前立腺がんの疫学

  前立腺がんの発生率には地理的.民族的に大きな差があり.カリブ海諸国とスカンジナビア諸国が最も高く.中国.日本.旧ソビエト連邦諸国が最も低い[1-9]。 米国黒人における前立腺がんの発生率は世界一であり.米国では今や肺がんよりも前立腺がんの方が多く.男性の健康リスクの第1位となっています。 米国がん協会によると.2004年に米国で新たに発生した前立腺がんの患者数は約230,110人.同疾患による死亡者数は29,900人と推定される[10]。 欧州では.毎年約260万人が新たに前立腺がんと診断され.前立腺がんは男性がん全体の11%.男性がん死亡者全体の9%を占めている[11]。 アジアにおける前立腺がんの発生率は.欧米に比べて非常に低いのですが.近年増加傾向にあります。 中国では.1993年の前立腺がんの発生率は人口10万人当たり1.71人.死亡率は人口10万人当たり1.2人であったが.1997年には人口10万人当たり2.0人に[12].2000年には男性人口10万人当たり4.55人となった。
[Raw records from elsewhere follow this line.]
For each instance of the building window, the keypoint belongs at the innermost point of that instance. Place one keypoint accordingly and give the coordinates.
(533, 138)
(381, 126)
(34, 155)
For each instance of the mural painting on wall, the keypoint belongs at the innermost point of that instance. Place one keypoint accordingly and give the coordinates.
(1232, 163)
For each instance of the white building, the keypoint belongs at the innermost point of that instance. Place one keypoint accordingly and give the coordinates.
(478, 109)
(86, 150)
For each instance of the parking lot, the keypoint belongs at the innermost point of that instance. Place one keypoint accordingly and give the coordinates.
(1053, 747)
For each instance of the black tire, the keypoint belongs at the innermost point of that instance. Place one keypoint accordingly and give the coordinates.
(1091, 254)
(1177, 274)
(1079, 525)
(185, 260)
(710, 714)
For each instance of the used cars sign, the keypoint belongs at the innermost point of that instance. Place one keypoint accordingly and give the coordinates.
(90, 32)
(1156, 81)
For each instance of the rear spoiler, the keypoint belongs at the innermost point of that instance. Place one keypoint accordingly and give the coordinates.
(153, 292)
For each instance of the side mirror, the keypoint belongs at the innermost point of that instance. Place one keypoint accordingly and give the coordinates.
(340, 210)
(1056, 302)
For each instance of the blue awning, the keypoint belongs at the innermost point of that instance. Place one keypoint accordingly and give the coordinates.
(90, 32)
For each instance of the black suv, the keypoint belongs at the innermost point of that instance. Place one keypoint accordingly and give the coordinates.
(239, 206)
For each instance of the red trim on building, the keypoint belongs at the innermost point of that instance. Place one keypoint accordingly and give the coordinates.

1979年には.中国の台湾における前立腺がんの新患数はわずか98件だったが.1995年には884件に増え.年齢も1,000歳を超えた。 2000年の標準化罹患率は人口10万人あたり7.2人に達し.死亡者数は635人.死亡率は人口10万人あたり5.59人であった。  前立腺がんの患者さんは高齢の男性が多く.新規診断の年齢中央値は72歳.ピークは75-79歳となっています。 米国では.前立腺がん患者の70%以上が65歳以上であり.50歳未満の男性ではまれであるが.50歳を超えると発症率と死亡率が指数関数的に増加する。 前立腺がんを発症する可能性は.39歳未満で0.005%.40~59歳で2.2%(1/45).60~79歳で13.7%(1/7)と増加する[12]。  前立腺がんの危険因子はまだ明らかではありませんが.そのうちのいくつかは特定されています。 最も重要な要素のひとつは.遺伝です。 肉親(兄弟または父親)が前立腺がんである場合.本人の前立腺がん発症リスクは1倍に増加し.肉親が2人以上前立腺がんである場合の相対リスクは5~11倍に増加する[13-14]。 疫学的研究によると.前立腺がんの家族歴が陽性の患者は.家族歴のない患者よりも約6~7年早く診断されることが判明している[15]。 前立腺がん患者のサブグループ(約9%)は「真の遺伝性前立腺がん」であり.3人以上の親族が本疾患に罹患しているか.少なくとも2人が早期発症(55歳以前)であることを意味する [11] 。  外来因子は.いわゆる潜在性前立腺癌から臨床性前立腺癌への進行に影響を与える可能性があります。 その特定はまだ議論中であるが.動物性脂肪の多い食事は重要なリスクファクターである[16-18]。 その他の危険因子としては.ビタミンE.セレン.リグナン.イソフラボンの摂取量の少なさなどが挙げられます。 日光への暴露は前立腺がんの発生率と負の相関があり.日光はビタミンD濃度を高め.前立腺がんの防御因子となる可能性がある[18]。 前立腺がんの少ないアジアでは緑茶の消費量が比較的多く.緑茶は前立腺がんの予防因子である可能性がある[19]。  結論として.遺伝は臨床型前立腺癌の発症の重要な危険因子であり.外来因子はこの危険性に重要な影響を与える可能性がある。 現在の重要な問題は.ライフスタイルの変化(動物性脂肪の摂取を減らし.果物.穀類.野菜.赤ワインの摂取を増やす)が病気の発症リスクを下げることを示唆する十分な証拠がないことです [18, 20]。 これらの主張を裏付ける研究は数多くあり.食事の効果について相談に来られた前立腺がんの男性のご家族に.この情報を提供することができます。